Buko Almond Salad with Vanilla Ice Cream

Buko Almond Salad with Vanilla Ice Cream
Buko Almond Salad with Vanilla Ice Cream. While browsing around at the supermarket for the gulaman powder for my Buko Pandan Salad with Pandan Ice Cream, I again saw these packets of almond flavoured gulaman powder which incidentally I have used in my Almond Jelly, Lychee and Pineapple Salad

Buko Almond Salad with Vanilla Ice Cream Recipe

I was supposed to make Buko Pandan Salad with Pandan Ice Cream out of the buko strips from 12 young coconuts I bought from a peddler in Silang, Cavite along Aguinaldo Hi-way on our way home from Tagaytay. That’s how the idea of my Buko Almond Salad with Vanilla Ice Cream started. I have thought the almond could go with the buko and without hesitation picke up a couple of the almond flavoured gulaman powder.

Buko Almond Salad with Vanilla Ice Cream Dish

Buko Almond Salad with Vanilla Ice Cream did come out awesome, it is out of this world well not till now.
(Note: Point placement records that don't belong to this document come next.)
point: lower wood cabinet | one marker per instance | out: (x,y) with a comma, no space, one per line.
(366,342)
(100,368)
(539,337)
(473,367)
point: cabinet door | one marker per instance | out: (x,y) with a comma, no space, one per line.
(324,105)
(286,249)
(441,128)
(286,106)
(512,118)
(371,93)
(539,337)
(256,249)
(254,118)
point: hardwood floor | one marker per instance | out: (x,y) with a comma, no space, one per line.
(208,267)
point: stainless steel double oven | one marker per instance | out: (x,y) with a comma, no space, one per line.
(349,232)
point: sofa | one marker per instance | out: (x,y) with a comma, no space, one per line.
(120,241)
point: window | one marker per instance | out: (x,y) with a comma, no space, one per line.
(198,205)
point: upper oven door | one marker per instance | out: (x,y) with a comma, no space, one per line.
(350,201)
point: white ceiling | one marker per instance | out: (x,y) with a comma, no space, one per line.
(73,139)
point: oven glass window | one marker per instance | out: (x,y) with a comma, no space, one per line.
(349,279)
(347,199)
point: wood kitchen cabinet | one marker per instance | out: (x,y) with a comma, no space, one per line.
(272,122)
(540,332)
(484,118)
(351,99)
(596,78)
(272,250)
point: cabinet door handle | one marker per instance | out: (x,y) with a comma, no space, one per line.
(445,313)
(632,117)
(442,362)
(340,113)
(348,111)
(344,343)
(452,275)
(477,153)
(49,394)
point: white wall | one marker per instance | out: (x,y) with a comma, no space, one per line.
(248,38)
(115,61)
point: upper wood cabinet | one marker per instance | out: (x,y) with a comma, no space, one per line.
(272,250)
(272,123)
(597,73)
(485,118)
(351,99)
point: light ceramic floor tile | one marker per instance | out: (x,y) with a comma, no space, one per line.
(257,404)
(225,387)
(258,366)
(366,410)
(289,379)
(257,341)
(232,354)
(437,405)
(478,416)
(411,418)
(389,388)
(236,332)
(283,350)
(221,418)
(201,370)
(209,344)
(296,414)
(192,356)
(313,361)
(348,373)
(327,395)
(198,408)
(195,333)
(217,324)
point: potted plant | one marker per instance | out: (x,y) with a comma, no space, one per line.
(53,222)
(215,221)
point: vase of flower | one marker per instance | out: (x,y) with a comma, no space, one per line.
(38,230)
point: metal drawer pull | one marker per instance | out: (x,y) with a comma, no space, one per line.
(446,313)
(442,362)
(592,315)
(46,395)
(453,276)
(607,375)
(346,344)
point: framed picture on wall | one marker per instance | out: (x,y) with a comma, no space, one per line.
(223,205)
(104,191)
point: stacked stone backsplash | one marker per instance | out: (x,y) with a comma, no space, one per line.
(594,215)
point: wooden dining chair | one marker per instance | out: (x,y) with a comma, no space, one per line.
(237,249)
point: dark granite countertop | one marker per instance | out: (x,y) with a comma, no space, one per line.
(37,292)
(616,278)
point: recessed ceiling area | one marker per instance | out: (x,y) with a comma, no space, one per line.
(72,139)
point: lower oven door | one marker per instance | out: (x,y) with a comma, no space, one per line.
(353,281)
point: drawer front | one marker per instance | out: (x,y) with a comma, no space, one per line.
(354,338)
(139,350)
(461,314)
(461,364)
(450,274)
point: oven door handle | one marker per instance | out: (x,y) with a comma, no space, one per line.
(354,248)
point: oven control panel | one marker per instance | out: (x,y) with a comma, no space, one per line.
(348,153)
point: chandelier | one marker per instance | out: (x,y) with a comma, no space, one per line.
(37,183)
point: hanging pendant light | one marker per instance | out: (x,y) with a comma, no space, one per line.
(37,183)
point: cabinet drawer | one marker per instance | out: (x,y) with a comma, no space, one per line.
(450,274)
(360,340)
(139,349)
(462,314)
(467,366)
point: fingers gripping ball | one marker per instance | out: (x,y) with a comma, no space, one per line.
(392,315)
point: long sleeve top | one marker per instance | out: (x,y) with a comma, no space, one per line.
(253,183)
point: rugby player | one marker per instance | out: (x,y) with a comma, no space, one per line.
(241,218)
The favours of buko, almond and vanilla all infused together in a creamy, crunchy and soft texture married all together that is really out of this world.

Making my Buko Almond Salad with Vanilla Ice Cream is equally dead easy similar to my Buko Pandan Salad with Pandan Ice Cream, in fact they are nearly similar it just that I used  almond flavoured gulaman and  vanilla ice cream instead.

Okey here is the recipe of my now improved Buko Almond Salad with Vanilla Ice Cream, try it, it’s dead simple to make.

Ingredients:

Almond Gulaman

Condensed Fruit Flavored Creamer

buko strips from 6 young coconut
almond flavoured  gulaman powder to make 1 liter gulaman
300ml Fruit Salad Sweetened Condensed Creamer
150ml Sweetened Condensed Filled Milk
few drops of almond essence/flavour concentrate
vanilla ice cream

Method:

In a medium sized sauce pan dissolve the almond gulaman powder in 1 liter of water, ratio as per package instruction. Bring to a boil and simmer for about half minute. Now pour the gulaman solution in a wide shallow container, let cool and allow to set. Cut gulaman into 1/2” cubes, set aside. I a large bowl combine the buko strips, gulaman, fruit salad condensed creamer, condensed milk and about 3 to 5 drops of almond essence. Let chill in a refrigerator until ready to serve. Serve with vanilla ice cream topping.